Textbook: Carey and Giuliano 8th Ed. (2010)

These mechanisms are similar to those in problem 738, only under basic conditions.

a) Carbonyl to Enolate (basic)

In the mechanism below the carbonyl was deprotonated at the alpha position, and the enolate was then drawn as a resonance form. You can also go straight from carbonyl to enolate in one reaction arrow. (rip off the proton, form the new double bond, and send the carbonyl "up" to form a negative charged oxygen).

b) Enolate to Carbonyl (basic) "DOWN"

Like a), this reaction can be done in one reaction arrow (negative charge comes "down" and double bond attacks a proton)

It's important that you become familiar with the mechanisms for enol and enolate formation in both acid (Q738) and in base (this problem), as well as carbonyl hydrate formation in both acid (Q706) and base (Q705).

If you can draw these four mechanisms you will be able to figure most of the reactions in second semester organic chemistry!

Enols are just like enolates in that they attack electrophiles and add to the alpha position.

Compounds 1 and 2 are more acidic than compound 3 because their conjugate bases have more resonance forms than that of compound 3.

Compound 1 is more acidic than compound 2 because the resonance form of its conjugate base has two oxygen atoms and is more stable than that of compound 2, which has one oxygen and one nitrogen; a negative oxygen atom is more stable than a negative nitrogen atom.

Carbonyls are in equilibrium with their enol forms.

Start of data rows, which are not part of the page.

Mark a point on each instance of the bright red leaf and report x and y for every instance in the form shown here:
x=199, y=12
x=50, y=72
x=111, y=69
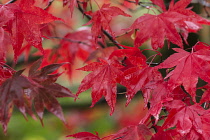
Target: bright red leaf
x=84, y=136
x=13, y=91
x=101, y=19
x=46, y=90
x=26, y=25
x=189, y=66
x=167, y=25
x=186, y=119
x=136, y=132
x=103, y=81
x=77, y=44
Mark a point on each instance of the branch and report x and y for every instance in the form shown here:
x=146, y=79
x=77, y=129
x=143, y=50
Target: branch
x=111, y=38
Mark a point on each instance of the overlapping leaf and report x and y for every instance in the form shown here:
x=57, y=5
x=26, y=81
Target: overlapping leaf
x=26, y=25
x=167, y=25
x=189, y=66
x=12, y=92
x=46, y=90
x=84, y=136
x=77, y=44
x=102, y=18
x=103, y=81
x=136, y=132
x=186, y=119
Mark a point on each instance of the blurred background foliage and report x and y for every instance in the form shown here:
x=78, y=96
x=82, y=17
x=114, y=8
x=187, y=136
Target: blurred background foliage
x=79, y=116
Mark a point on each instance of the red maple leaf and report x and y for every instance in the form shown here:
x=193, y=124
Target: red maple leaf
x=186, y=119
x=136, y=78
x=72, y=5
x=26, y=25
x=157, y=93
x=135, y=132
x=103, y=81
x=13, y=92
x=84, y=136
x=102, y=18
x=78, y=44
x=189, y=66
x=167, y=25
x=46, y=90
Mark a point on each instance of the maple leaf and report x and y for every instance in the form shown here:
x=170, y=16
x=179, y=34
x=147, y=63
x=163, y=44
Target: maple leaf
x=168, y=135
x=205, y=120
x=84, y=136
x=149, y=25
x=102, y=18
x=26, y=25
x=72, y=5
x=130, y=57
x=189, y=66
x=156, y=96
x=13, y=92
x=135, y=132
x=77, y=44
x=185, y=118
x=167, y=24
x=103, y=81
x=136, y=78
x=5, y=72
x=46, y=91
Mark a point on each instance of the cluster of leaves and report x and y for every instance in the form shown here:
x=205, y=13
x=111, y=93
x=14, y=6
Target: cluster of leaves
x=170, y=99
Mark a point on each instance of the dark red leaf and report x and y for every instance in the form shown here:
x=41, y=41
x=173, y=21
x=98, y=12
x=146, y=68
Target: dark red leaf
x=137, y=132
x=189, y=66
x=84, y=136
x=13, y=91
x=102, y=18
x=103, y=81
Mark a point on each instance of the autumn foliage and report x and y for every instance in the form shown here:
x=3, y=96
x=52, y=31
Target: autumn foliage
x=176, y=110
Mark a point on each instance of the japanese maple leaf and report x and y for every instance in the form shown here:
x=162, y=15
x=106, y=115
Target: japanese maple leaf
x=157, y=27
x=186, y=119
x=46, y=90
x=167, y=25
x=189, y=66
x=13, y=91
x=135, y=132
x=102, y=18
x=84, y=136
x=78, y=44
x=130, y=57
x=156, y=96
x=205, y=120
x=72, y=5
x=171, y=134
x=103, y=81
x=136, y=78
x=26, y=25
x=5, y=72
x=6, y=14
x=205, y=96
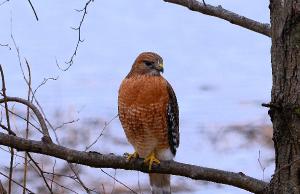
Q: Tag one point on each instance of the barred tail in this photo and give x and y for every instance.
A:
(160, 183)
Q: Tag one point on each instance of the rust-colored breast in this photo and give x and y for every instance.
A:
(142, 107)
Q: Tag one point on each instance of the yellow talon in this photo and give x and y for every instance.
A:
(151, 159)
(134, 156)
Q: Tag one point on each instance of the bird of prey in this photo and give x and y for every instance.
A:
(148, 112)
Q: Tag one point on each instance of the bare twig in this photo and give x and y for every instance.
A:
(118, 162)
(79, 40)
(219, 12)
(27, 128)
(66, 123)
(41, 173)
(44, 82)
(30, 192)
(3, 2)
(2, 190)
(6, 129)
(286, 166)
(19, 116)
(53, 174)
(37, 19)
(5, 45)
(46, 137)
(9, 129)
(106, 124)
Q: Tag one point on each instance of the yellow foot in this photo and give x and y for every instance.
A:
(132, 156)
(151, 159)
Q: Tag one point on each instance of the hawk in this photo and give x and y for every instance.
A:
(148, 112)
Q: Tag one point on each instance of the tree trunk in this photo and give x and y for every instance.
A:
(285, 104)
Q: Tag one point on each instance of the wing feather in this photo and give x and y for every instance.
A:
(172, 120)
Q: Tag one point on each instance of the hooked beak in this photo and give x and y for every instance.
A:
(160, 67)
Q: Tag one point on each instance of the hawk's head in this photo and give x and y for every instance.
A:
(147, 63)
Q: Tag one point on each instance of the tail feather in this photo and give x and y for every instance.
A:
(160, 183)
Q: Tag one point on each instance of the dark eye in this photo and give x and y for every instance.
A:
(148, 63)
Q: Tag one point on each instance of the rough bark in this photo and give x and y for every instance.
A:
(98, 160)
(285, 103)
(224, 14)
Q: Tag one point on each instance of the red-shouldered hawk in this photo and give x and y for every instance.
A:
(148, 111)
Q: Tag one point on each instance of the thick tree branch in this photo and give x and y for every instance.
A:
(98, 160)
(219, 12)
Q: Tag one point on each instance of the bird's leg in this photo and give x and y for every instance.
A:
(134, 156)
(151, 159)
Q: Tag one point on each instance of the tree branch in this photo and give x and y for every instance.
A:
(219, 12)
(98, 160)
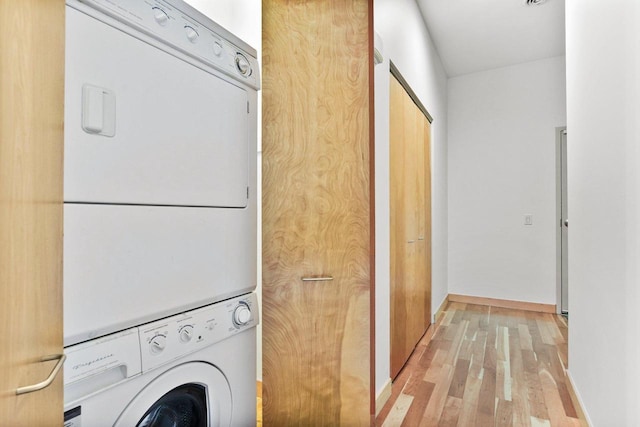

This process is called keto-enol tautomerization. (See problems 738 and 739). So when this compound is placed in water a small amount of it will constantly be converted to its enol form, and then back again to the carbonyl form.

But the enol form is achiral! (the alpha carbon is sp² instead of sp³ as in the carbonyl form).

So when the achiral enol goes back to its carbonyl form, half will become (S) and the other half will become (R). The stereocenter becomes "scrambled." The process of an optically pure compound becoming a racemic mixture is called racemization.

a) Adding to alpha position, so this must have come from the combination of an enolate and an electrophile.

b) Adding to the beta position, so this must have come from a Michael addition (also called a conjugate addition).

To carry out a Michael addition, the first step is to convert propanal to an alpha, beta unsaturated carbonyl.

To do this, perform an alpha bromination with (Br₂/H₃O⁺) and then do an E2 elimination (tBuOK/heat).

Then add a Gilman reagent to the alpha,beta unsaturated aldehyde to add a carbon-carbon bond at the beta position.

When doing synthesis problems involving enolates (carbonyl alpha substitutions, aldol and Claisen condensations), there are some things to keep in mind:

• The alpha carbon must have been the enolate (nucleophile). So it's importnant to identify the alpha carbon!
• The bond is always made between the alpha and beta carbon.
• Beta hydroxyl products come from aldol condensations (aldehydes/ketones), beta carbonyl products come from Claisen condensations (esters/acid chlorides). (See problem 743 for these mechanisms.)

Also, α,β-unsaturated products come from β-hydroxy products, which come from aldol condensations.

After finding the alpha carbon, it's a good idea to mark the "cut" or "disconnection" where the new bond was formed. This will always be between the alph and beta carbons. I mark this with a dotted line.

a) This product is an α,β-unsaturated carbonyl, which must have come from a β-hydroxyl carbonyl. So this is an aldol condensation.

The α carbon must have come form the enolate. Because the β carbon is an alcohol, the electrophile must have been an aldehyde or ketone. So the two carbons on the right were the enolate, and the two carbons (and phenyl) on the left were an aldehyde.

b) The product is β-keto so this must have been a Claisen condensation.

The β carbon is an ketone, so the electrophile must have been an ester.

There are actually two different combinations of esters that would result in this product. I arbitrarily chose the alpha carbon to belong to the left carbonyl.

c) β-keto product so this must have been a Claisen style condensation. It's easiest if you have the alpha carbon belong to the left carbonyl, so an intramolecule reaction isn't necessary.

The β carbon is already an ester, so the electrophile had to have been more than an ester, as regular esters become ketones after a Claisen condensation.

d) This is a Robinson annulation product, which comes from an intramolecular condensation.

The α,β-unsaturated carbonyl must have come from a β-hydroxyl carbonyl. (aldol condensation)

Because the β carbon became an alcohol, the electrophile must have been an aldehyde or ketone.